Sonó el walki. No sé cómo, pero habían conseguido ponerle el tono del “Highway To Hell”. Tami contestó:
– Adelante para la UADF – XX.
-¡Buenos días!, te dejo un avisito en el tablet. ¡Hacedlo deprisa que hay overbooking en vuestra zona!
– Vale, vamos para allá.
¡De prisa, dice!, pensó Tami.
La tablet decía:
«Varón de 89 años. No respira. Muerte esperada en enfermedad terminal”.
– ¡Oh, no! Otro más, -se quejó Tami con resignación.
– ¿Y dónde es? – Espeté.
– BASE de la UADF XY. Otra “laboriosis terminal”. Y ésta de un compañero.
Íbamos cayendo como moscas. Era lógico, por la edad. Y al último, ¿quién le atenderá? Él sí tendrá realmente un código 798.9 o “muerte sin asistencia”. Pero nadie se lo pondrá.
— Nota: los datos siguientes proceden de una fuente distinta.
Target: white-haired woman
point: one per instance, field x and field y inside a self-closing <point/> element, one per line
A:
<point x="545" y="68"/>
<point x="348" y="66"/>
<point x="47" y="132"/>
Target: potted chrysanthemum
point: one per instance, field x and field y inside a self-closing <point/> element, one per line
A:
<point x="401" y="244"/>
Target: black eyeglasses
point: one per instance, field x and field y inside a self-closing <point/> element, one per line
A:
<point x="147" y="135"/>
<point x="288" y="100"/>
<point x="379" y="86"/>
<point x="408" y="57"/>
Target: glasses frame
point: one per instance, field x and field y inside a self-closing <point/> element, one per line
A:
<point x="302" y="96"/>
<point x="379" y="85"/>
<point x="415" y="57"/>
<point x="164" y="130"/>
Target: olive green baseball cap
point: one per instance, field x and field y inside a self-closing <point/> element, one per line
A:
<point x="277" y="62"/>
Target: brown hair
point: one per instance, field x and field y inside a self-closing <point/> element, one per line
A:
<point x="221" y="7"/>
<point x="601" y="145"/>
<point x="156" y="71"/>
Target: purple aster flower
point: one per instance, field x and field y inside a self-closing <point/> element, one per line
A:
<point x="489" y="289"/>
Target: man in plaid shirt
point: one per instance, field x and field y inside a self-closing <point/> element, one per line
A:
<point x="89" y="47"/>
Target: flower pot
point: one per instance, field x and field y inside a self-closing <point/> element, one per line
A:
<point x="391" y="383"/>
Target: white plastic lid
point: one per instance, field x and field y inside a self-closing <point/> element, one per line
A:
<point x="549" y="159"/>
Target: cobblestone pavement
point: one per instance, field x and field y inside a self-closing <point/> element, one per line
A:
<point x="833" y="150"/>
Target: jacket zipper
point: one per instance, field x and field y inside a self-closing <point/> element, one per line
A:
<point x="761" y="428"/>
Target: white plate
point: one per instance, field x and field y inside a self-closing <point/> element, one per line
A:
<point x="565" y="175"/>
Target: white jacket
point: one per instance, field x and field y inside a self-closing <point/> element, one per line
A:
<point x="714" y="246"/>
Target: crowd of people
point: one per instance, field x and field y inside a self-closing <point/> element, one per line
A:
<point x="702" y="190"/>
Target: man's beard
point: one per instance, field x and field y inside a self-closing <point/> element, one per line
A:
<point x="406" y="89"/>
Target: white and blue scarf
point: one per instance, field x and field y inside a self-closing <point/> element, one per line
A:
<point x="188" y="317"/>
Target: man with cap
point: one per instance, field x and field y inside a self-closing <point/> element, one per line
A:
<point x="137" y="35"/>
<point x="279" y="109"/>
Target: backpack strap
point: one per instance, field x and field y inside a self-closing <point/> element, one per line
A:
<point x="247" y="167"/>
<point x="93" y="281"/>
¿Regresé del futuro o solo fueron alucinaciones? Personalmente, prefiero la segunda opción, probablemente provocada por la combinación de una pu… puñe…nmm… mala, malísima guardia y la escucha atenta del telediario matinal; pero, si fuera cierto lo que vi…. Os invito a la reflexión. Gracias amigos.
Guadaña
P.D. La imagen la he tomado de un WhatApp que he recibido. Desconozco su autor, y espero no le importe que la haya utilizado como ilustración de estas líneas.